= Atypical SLCs =

Atypical Solute Carrier Families (Atypical SLCs) are novel plausible secondary active or facilitative transporter proteins that share ancestral background with the known solute carrier families (SLCs). However, they have not been assigned a name according to the SLC root system, or been classified into any of the existing SLC families.

== Atypical major facilitator superfamily transport families ==
Most atypical SLCs are families within the major facilitator superfamily (MFS). These atypical SLCs are plausible secondary active or facilitative transporter proteins that share ancestry with the known solute carriers. They are, however, not named according to the SLC root system, or classified into any of the existing SLC families. Atypical MFS transporter families (ATMFs) are categorised based on their sequence similarity and phylogenetic closeness.

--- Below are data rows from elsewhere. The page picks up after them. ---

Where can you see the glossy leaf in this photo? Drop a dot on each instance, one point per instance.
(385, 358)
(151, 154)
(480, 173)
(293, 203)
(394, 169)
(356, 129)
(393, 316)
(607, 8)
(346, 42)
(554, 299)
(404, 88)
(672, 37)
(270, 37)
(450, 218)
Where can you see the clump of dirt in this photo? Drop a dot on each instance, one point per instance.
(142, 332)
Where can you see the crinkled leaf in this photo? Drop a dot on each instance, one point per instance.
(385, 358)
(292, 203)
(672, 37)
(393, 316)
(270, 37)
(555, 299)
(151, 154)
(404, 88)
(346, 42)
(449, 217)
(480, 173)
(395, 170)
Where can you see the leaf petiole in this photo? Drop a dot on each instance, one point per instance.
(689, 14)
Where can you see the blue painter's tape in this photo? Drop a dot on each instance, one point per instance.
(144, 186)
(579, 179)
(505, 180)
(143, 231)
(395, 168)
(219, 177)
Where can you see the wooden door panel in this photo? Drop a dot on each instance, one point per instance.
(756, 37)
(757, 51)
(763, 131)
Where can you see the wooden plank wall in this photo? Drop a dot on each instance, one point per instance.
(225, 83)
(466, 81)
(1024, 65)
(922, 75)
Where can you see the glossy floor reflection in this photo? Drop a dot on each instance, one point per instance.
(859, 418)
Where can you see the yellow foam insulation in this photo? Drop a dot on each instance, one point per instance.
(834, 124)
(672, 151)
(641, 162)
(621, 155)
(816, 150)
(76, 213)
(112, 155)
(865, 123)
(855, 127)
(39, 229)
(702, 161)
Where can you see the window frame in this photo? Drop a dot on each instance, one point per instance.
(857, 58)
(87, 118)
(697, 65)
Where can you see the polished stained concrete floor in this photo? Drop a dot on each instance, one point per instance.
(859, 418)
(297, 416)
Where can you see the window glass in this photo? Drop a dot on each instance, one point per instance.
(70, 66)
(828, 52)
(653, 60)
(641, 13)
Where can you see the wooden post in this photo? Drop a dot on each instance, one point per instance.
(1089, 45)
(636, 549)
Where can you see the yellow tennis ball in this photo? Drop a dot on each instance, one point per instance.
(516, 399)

| AMTF | Family members | SLC family |
|---|---|---|
| AMTF1 | MFSD9, MFSD10, MFSD14A, MFSD14B | SLC46 |
| AMTF2 | MFSD8 |  |
| AMTF3 | MFSD4A, MFSD4B |  |
| AMTF4 | CLN3 |  |
| AMTF5 | MFSD7 | SLC49 |
| AMTF6 | MFSD1, MFSD5 |  |
| AMTF7 | MFSD12 |  |
| AMTF8 | MFSD2A, MFSD2B |  |
| AMTF9 | SV2A, SV2B, SV2C, SVOP, SVOPL | SLC22 |
| AMTF10 | MFSD11, UNC93A, UNC93B1 |  |
| AMTF11 | SPNS1, SPNS2, SPNS3 |  |
| AMTF12 | MFSD13A |  |
| AMTF13 | MFSD6 |  |
| AMTF14 | MFSD6L |  |
| AMTF15 | MFSD3 |  |

Some Atypical SLC of MFS type are: OCA2, CLN3, SPNS1, SPNS2, SPNS3, SV2A, SV2B, SV2C, SVOP, SVOPL, MFSD1, MFSD2A, MFSD2B, MFSD3, MFSD4A, MFSD4B, MFSD5, MFSD6, MFSD6L, MFSD8, MFSD9, MFSD10, MFSD11, MFSD12, MFSD13A, MFSD14A, MFSD14B, UNC93A and UNC93B1. All these are atypical SLCs found within the Major facilitator superfamily. Also TMEM104 (APC clan), OCA2 (IT clan) and CLN3 (having no clan) are atypical SLCs in humans.

== Non-MFS transport families ==
Although most atypical SLCs are from the major facilitator superfamily, there are exceptions: TMEM104 (APC superfamily), OCA2 (IT superfamily) and CLN3 (unknown superfamily).